Whip one — or more — of these candies up this weekend and celebrate National Peanut Butter Fudge Day. Or better yet, make a double batch and share one with your Thanksgiving guests. You won't be sorry!
PEANUT BUTTER FUDGE
- 2 teaspoons butter, softened
- 2 cups sugar
- 1/2 cup whole milk
- 1-1/3 cups peanut butter
- 1 jar (7 ounces) marshmallow creme
- Line an 8-inch square pan with foil; grease with butter.
- In a heavy saucepan, combine sugar and milk; bring to a boil over medium heat, stirring constantly.
- Boil 3 minutes, stirring constantly.
- Remove from heat.
- Stir in peanut butter and marshmallow creme until blended.
- Immediately spread into prepared pan; cool slightly
(AKA Peanut butter candy or Peanut butter pinwheels)
This treat is a great use of leftover mashed potatoes after a holiday gathering, assuming you've left them plain.

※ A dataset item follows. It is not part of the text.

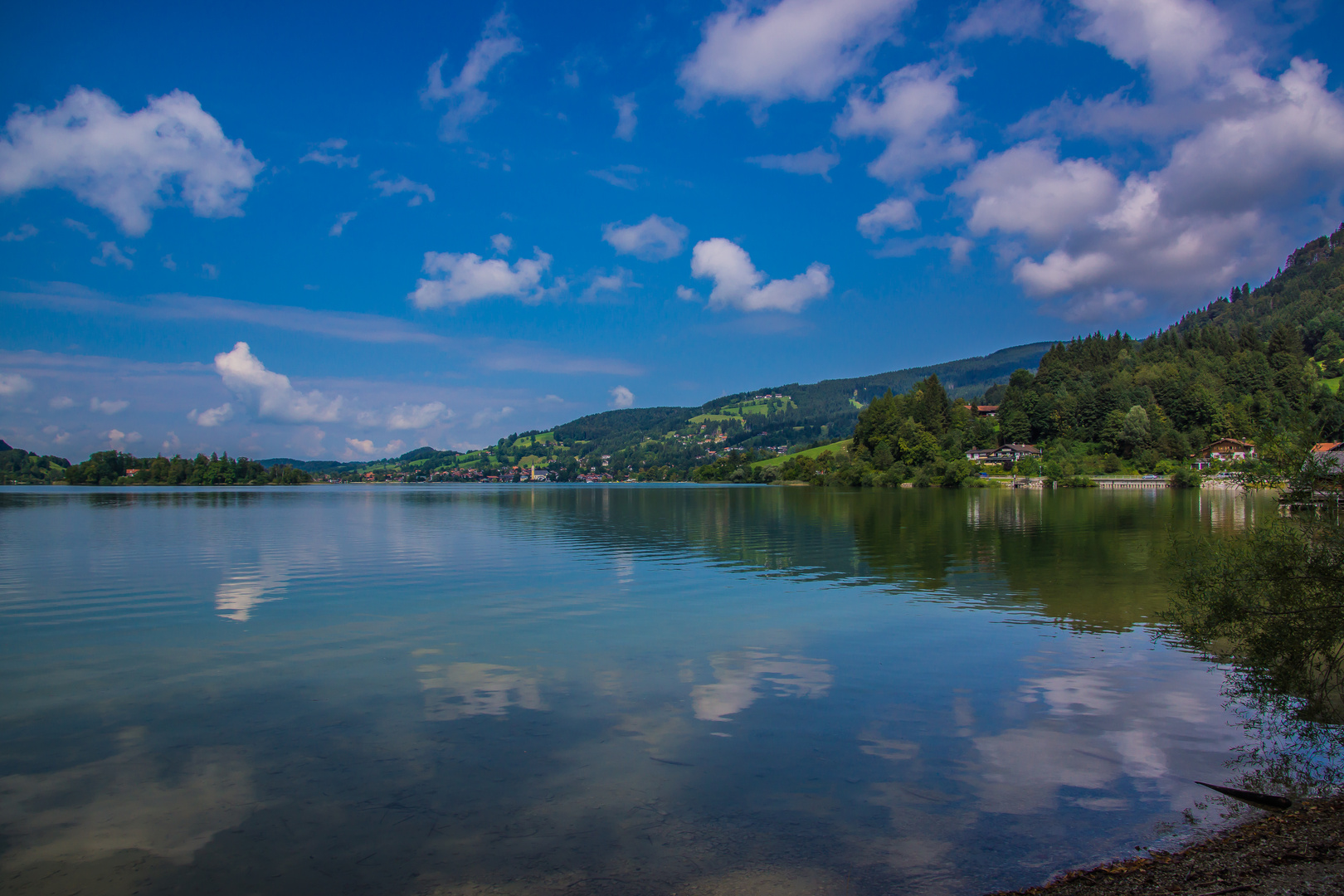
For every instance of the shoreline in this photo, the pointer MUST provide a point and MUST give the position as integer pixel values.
(1300, 850)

- 1/4 cup Mashed potatoes (to start)
- 4-6 cups confectioners sugar
- Creamy peanut butter
- Take a small amount of mashed potato (a little goes a long way, I recommend you begin at 1/4 cup) and add sifted confectioners sugar in increments. What looks like cookie icing in the beginning, will begin to look like a dough, not dissimilar to pastry crust, after about 4 to 6 cups sugar.
- Spread dough onto sugar-dusted waxed paper, about 1/4- inch thick, then spread a thin layer of peanut butter on top and roll like a yule log.
- Tip: If you roll the short way, you'll have more of a spiral in the candy, but fewer pieces to hand out.Refrigerate until firm, then cut.
- If you really like peanut butter, forget about making it look good, pile that peanut butter on. You'll get a potato-peanut butter pile of mush that will taste amazing.
- 1 1/2 cups creamy peanut butter
- 1/2 cup butter, softened
- 1 teaspoon vanilla extract
- 4 cups sifted confectioners' sugar
- 6 ounces semi-sweet chocolate chips
- 2 tablespoons shortening
- Line a baking sheet with waxed paper; set aside.
- In a medium bowl, mix peanut butter, butter, vanilla and confectioners' sugar with hands to form a smooth stiff dough.Shape into balls using a heaping teaspoon of dough for each ball. Place on prepared pan, and refrigerate.
- Melt shortening and chocolate together in a metal bowl over a pan of lightly simmering water. Stir occasionally until smooth, and remove from heat
- Remove balls from the refrigerator. Insert a wooden toothpick into a ball, and dip into melted chocolate.
- Return to wax paper, chocolate side down, and remove toothpick.
- Repeat with remaining balls. Refrigerate for 30 minutes to set.